Vistos estos dos estudios…. ¿qué pasará si cruzamos sus datos? Por ejemplo, vemos que lo que más se compra no son calcetines ni camisetas: son trajes y camisas para hombres y vestidos para mujeres. Y estos elementos son caros, con lo que concuerdan con el otro dato del gasto enorme para cambiar el vestuario.

Intentando extraer lo que estos dos estudios nos dicen, para poder aplicarlo a cualquier sector, creo que hay cosas interesantes, que podríamos transformar en una especie de guía para decidir meternos en un sector nuevo con una idea tecnológica:

1. Analizar el mercado

Como hemos visto con dos estudios, podemos sacar conclusiones.

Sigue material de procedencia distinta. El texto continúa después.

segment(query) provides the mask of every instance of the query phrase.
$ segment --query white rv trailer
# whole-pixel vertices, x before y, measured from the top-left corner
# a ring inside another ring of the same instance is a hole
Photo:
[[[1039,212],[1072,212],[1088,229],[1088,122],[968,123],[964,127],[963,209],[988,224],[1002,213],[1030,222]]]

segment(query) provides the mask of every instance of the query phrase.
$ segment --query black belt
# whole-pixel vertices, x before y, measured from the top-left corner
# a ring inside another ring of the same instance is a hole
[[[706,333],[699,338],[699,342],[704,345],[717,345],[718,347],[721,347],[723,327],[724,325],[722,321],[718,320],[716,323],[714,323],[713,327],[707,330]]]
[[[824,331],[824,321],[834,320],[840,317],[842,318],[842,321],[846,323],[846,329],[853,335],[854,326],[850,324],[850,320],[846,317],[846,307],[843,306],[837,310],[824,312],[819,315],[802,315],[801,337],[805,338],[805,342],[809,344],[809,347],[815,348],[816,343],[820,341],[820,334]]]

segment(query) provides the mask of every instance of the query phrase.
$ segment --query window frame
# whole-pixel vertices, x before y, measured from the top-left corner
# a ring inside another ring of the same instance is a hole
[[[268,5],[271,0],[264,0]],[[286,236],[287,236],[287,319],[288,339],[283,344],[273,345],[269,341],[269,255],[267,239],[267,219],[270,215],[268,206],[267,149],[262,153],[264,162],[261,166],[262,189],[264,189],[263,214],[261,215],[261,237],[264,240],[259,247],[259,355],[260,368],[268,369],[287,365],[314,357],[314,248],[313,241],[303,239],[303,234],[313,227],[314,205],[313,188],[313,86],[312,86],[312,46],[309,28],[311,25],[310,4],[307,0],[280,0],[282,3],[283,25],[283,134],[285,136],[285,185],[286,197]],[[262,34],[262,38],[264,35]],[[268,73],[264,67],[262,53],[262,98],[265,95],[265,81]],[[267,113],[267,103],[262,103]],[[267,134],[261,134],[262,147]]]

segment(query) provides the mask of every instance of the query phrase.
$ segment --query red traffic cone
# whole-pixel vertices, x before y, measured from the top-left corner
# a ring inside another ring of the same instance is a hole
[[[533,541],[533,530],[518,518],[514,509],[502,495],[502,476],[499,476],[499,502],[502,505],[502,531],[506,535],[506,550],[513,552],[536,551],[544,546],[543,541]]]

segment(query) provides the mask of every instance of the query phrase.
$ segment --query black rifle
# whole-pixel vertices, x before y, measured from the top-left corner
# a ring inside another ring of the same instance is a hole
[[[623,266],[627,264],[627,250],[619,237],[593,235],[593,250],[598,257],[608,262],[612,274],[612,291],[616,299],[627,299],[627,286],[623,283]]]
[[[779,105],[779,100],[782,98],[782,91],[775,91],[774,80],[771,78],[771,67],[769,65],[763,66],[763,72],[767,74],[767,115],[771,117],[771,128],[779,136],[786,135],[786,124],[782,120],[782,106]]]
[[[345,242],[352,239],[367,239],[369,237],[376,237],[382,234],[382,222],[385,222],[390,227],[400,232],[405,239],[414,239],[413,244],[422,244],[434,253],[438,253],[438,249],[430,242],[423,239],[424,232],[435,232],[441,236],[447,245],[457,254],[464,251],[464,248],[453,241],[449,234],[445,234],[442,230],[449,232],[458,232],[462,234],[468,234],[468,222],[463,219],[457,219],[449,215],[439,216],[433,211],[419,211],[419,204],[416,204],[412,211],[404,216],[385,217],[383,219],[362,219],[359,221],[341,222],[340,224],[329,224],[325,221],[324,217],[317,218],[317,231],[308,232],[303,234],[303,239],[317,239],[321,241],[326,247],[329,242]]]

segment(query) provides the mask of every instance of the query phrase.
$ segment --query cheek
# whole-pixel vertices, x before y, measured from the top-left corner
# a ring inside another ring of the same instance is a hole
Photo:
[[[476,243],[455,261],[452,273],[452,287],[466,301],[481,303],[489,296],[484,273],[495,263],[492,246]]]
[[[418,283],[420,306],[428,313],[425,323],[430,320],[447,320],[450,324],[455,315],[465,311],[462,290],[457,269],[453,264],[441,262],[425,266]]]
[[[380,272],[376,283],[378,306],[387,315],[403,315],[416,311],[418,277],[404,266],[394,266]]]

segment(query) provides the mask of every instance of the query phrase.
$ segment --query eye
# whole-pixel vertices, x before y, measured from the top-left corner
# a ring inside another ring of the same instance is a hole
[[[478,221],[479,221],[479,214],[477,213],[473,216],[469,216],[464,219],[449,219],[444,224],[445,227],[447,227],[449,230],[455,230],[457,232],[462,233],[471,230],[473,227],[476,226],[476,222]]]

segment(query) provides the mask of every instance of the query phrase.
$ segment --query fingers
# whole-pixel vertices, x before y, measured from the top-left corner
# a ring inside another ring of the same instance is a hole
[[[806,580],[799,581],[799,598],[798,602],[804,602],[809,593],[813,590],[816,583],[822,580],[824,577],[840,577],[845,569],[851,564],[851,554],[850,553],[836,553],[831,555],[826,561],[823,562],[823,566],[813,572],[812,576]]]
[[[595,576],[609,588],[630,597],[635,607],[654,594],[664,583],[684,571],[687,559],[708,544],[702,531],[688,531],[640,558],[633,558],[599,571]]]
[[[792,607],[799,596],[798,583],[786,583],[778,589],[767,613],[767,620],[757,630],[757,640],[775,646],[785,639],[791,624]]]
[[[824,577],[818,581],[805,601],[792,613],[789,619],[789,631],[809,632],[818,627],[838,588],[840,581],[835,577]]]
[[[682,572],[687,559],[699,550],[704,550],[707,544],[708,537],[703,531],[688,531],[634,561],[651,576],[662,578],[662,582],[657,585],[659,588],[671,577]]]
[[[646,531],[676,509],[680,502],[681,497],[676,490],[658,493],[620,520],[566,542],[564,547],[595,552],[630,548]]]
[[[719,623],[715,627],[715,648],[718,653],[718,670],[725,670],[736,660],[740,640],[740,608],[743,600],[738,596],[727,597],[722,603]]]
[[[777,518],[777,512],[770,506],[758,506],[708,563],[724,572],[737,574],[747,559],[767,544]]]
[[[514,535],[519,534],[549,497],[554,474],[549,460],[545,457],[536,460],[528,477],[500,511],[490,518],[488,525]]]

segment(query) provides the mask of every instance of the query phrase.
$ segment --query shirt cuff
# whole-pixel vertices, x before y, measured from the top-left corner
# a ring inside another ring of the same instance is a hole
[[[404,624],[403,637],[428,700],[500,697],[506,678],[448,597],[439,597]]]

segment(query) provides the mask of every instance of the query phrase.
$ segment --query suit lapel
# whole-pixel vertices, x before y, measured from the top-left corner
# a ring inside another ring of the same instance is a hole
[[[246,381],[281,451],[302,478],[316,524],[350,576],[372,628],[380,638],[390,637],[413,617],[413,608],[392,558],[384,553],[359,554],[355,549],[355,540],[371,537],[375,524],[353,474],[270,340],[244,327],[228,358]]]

No son definitivas y quizás incluso pensaremos que tienen escaso o nulo valor. Pero tener a mano estudios que han analizado el mercado por nosotros es algo muy, muy positivo para tomar la decisión de si meternos en un sector o no.

2. Analizar la competencia

Debemos conocer mejor a los competidores que a nosotros mismos. No los podemos obviar, y incluso deberíamos comprar asiduamente en ellos para ver como hacen lo que hacen. Si detectamos sus puntos débiles podremos ser mejores que ellos. Sólo hay un peligro: que nos guste tanto lo que hace un competidor, que al final decidamos no montar nada.

3. No sobreestimar una idea

Sí, tenemos claro lo que queremos hacer, pero demasiadas veces vemos que las justificaciones de que algo no funcionan son un “no lo entiendo, no me lo explico”. Y probablemente la explicación más sencilla será que no estábamos haciendo lo que el mercado pedía. La idea puede parecer buena o no… pero mejor comprobarlo antes de empezar.

4. No querer abarcar demasiado

He creado un ecommerce en el que vendo ropa para hombre, mujer y niños, disfraces, tortugas vivas, carne de tortuga y flores medicinales, todo a buen precio”. Esta frase es un clásico. No tratamos de aprender inglés, francés y ruso a la vez, así que cuando lancemos un proyecto intentemos abarcar solo un punto y hacerlo bien.

5. Testear

De nada sirve estudiar mucho si no probamos si funciona. Antes de lanzar fuerte miremos que lo que hacemos funcione, que nuestra web, “que es muy bonita visualmente”, sea de verdad no sólo bonita sino útil y fácil de usar. Probar, probar y probar nos llevará al éxito (o nos acercará a él).

6. Gastar en marketing

No nos engañemos: conocemos a las marcas porque se anuncian. Y no deberíamos creer que la gente llegará por arte de magia. El SEO, el SEM son dos “must” que no deberíamos obviar en el día a día de un negocio en Internet. Es dinero, pero toda inversión, si se hace bien, tiene un retorno asociado que la supera con creces.

Y hasta aquí. No creo que estas seis ideas salven a ningún negocio, pero quizás nos hagan repensarlo. Y con eso yo ya me doy por satisfecho. Mientras tanto, seguiré mirando estudios. Es mi deporte favorito durante las noches entre cambios de pañales.